The exhibition will reflect the role actually played by Perugino on his contemporary artistic scene, detailing the relationships he cultivated with the other great masters of the day and following his movements and those of his works across the length and breadth of Italy. It is surprising to discover what lasting marks Perugino left of his mastery in all the localities in the peninsula that were touched by his activity, from north to south, obviously starting from Umbria and Tuscany, the most outstanding arenas of his work, as well as the homes of his workshops in Perugia and Florence.
The ground-breaking enterprise of the decoration in the Sistine Chapel, for example, is at the root of an Umbrian-Latium strand of ‘Peruginism’, sublimely interpreted by such artists as Antoniazzo Romano, or Antonio da Viterbo known as Pastura. The impression made by the frescoes of the Stories of Christ and the Stories of Moses in artists who originated from profoundly distant geographical and cultural backgrounds and came into contact with them during their study tours, assimilating their lessons as fundamental educational input, generated some utterly unique phenomena, such as those found in the work of Macrino d’Alba, who disseminated Perugino’s manner in his native Piedmont. Similarly, in the same region, the study of Perugino’s masterpieces he had seen in Florence and Pavia is reflected with surprising results in the work of Gaudenzio Ferrari.
The presence of works by the Umbrian maestro in Romagna and in Emilia, from Fano to Senigallia and Bologna, is at the root of the work of Francesco Francia, Lorenzo Costa and Antonio Rimpatta.
A Lombardo-Venetian strand of the Perugino style, witnessed in particular in the works of Tommaso Aleni and Francesco Verla, is traceable to the Madonna and Child between Saint Augustine and Saint John the Evangelist in the church of Sant’Agostino in Cremona.

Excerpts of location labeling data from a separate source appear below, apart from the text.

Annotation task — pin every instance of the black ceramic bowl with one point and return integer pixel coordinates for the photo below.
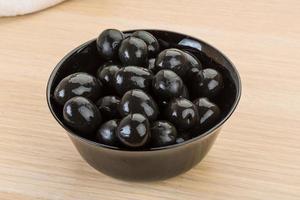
(157, 163)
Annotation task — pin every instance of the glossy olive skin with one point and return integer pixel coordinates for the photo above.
(150, 40)
(108, 107)
(137, 101)
(182, 137)
(82, 115)
(163, 133)
(172, 59)
(185, 92)
(131, 77)
(106, 134)
(192, 60)
(208, 112)
(190, 43)
(182, 113)
(166, 84)
(133, 51)
(151, 64)
(107, 76)
(108, 43)
(134, 131)
(78, 84)
(208, 83)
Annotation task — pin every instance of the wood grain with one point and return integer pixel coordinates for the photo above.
(257, 155)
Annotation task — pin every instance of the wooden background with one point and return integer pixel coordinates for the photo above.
(257, 155)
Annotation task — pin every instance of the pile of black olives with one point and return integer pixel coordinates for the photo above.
(143, 96)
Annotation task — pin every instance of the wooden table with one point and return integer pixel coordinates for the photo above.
(257, 155)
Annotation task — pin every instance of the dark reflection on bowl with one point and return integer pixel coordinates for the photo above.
(155, 163)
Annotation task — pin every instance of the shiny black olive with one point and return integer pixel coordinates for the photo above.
(137, 101)
(172, 59)
(133, 51)
(150, 40)
(131, 77)
(191, 43)
(126, 35)
(191, 74)
(192, 61)
(103, 65)
(78, 84)
(208, 112)
(134, 130)
(182, 113)
(167, 85)
(108, 107)
(208, 83)
(151, 64)
(185, 93)
(108, 43)
(106, 134)
(107, 76)
(163, 133)
(82, 115)
(182, 137)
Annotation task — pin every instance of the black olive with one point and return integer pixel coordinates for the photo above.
(106, 134)
(151, 64)
(150, 40)
(108, 43)
(185, 93)
(131, 77)
(133, 51)
(191, 43)
(82, 115)
(208, 83)
(208, 112)
(172, 59)
(182, 137)
(134, 130)
(78, 84)
(166, 85)
(182, 113)
(107, 75)
(137, 101)
(103, 65)
(108, 107)
(163, 133)
(126, 35)
(192, 60)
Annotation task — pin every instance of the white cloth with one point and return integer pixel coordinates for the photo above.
(21, 7)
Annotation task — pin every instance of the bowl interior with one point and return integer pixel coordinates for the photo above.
(85, 59)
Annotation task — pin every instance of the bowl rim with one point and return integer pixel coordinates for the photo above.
(96, 144)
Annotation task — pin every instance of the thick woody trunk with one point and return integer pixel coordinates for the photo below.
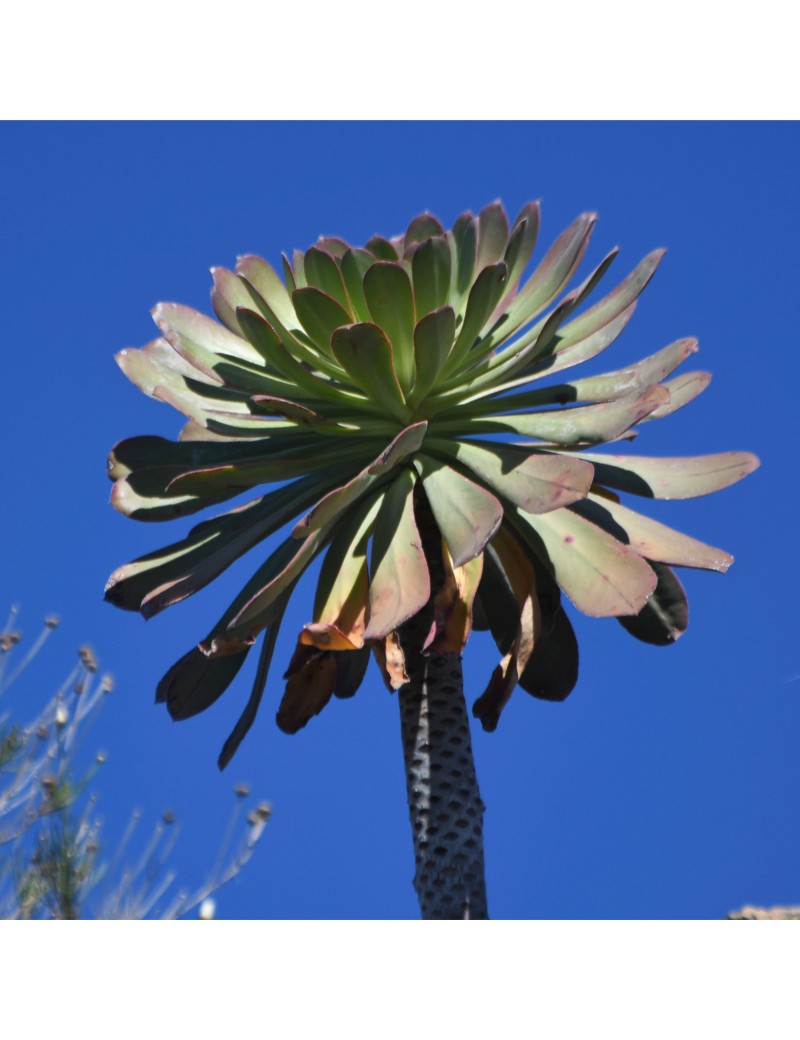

Last but not least, the great Assumption in the Cathedral of San Gennaro furnished further driving force to the dissemination of Perugino’s lexicon, not only in the immediate vicinity of Naples itself, with the work of Stefano Sparano or of Cristoforo Faffeo, but also in other regions of southern Italy.
The catalogue will feature contributions from the leading specialists in the painter, tracing the milestones of Perugino’s career, from his early training to his return to Umbria at the beginning of the sixteenth century, with introductory essays designed to furnish a comprehensive description of the maestro’s times, detailing their history, the prevailing mindsets, places and spaces. Ample space will be reserved for the Directors and curators of the collections to which the works offered on loan belong, so as to highlight the choral character of an undertaking that has come about primarily as a result of an effective collaboration with such major institutions as the Uffizi, the National Gallery of Washington, the National Gallery in London, the Louvre in Paris and the Gemäldegalerie in Berlin.
The museums that have been invited to loan works have in fact also been invited to make a more substantial effort, in terms of the number and quality of the works loaned, so as to become fully-fledged partners in the project, taking part in reciprocal initiatives and providing scientific consultancy.
The ultimate goal is to succeed in seeing things just as Perugino’s contemporaries saw them, to go back to the point when the artist was held up as an unquestioned model of the Renaissance, a position he held for at least two decades.